Novus Atlas Coelestis

By Carlos Macià
1992

Novus Atlas Coelestis was created by Carlos Macia, a Cuban-born artist who grew up in Miami. Macia spent many years in seminaries in Spain and the Dominican Republic in the 1970s. By 1980, he decided he was not destined for the priesthood and then devoted his life to another passion: art.

Macia created this atlas in 1992. The book is an exhibition of remarkable erudition using modern materials and ancient style: opening it is a bit like venturing into a dream country where the language seems familiar yet is beyond our understanding.

The book is covered in an animal parchment wrap with a border of machine-stitched black thread, and is titled using transfer lettering. Immediately we experience the dichotomy of the traditional/modern. We open the book to reveal a burlap end-paper painted black.
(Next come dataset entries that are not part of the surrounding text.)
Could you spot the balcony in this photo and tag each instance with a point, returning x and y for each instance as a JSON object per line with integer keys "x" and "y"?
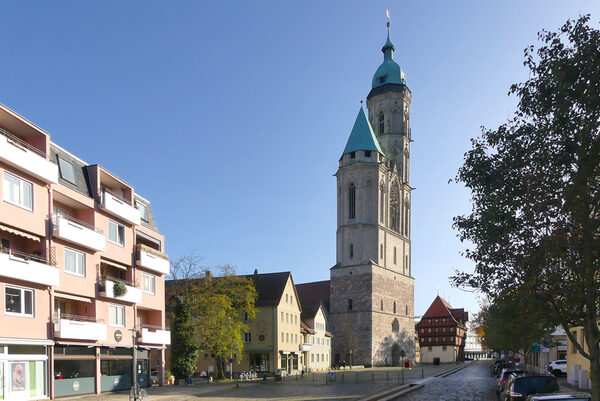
{"x": 152, "y": 259}
{"x": 26, "y": 157}
{"x": 305, "y": 347}
{"x": 31, "y": 268}
{"x": 155, "y": 335}
{"x": 118, "y": 207}
{"x": 80, "y": 328}
{"x": 132, "y": 294}
{"x": 79, "y": 232}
The first page presents a solid black surface bordered in ochre, blue and white; it is perhaps the night sky before we are aware of its depth, or its richness. The book promises to be our guide.

We find what appears to be an illuminated manuscript: each page is painted by hand with highlights of gold leaf. The drawings are richly detailed, but Macia ironically reminds us through the liberal use of transfer lettering and the occasional appearance of transparent Mylar that he is playing an ancient theme with modern instruments.

If we look closely, the hand-written "text" of the book presents a uniformly controlled scribbling. There is a definite baseline evident in the handwriting with no descenders; it’s an impressive and weighty script purely imaginative

The book is rich with made-up material: maps, tables of elements, lists, mythic creatures, moon phases, sight-line diagrams, architectural fragments, fantastic and zodiacal figures, and all the paraphernalia of a real guide to the marvelous world of the heavens. As John Updike famously said, “In the night sky, darkness is not all.”

There is only one book like this, and here it is.

- Judith Klau

  • • Pencil, pen and ink, acrylic paint, transfer letters, water colors, cut paper.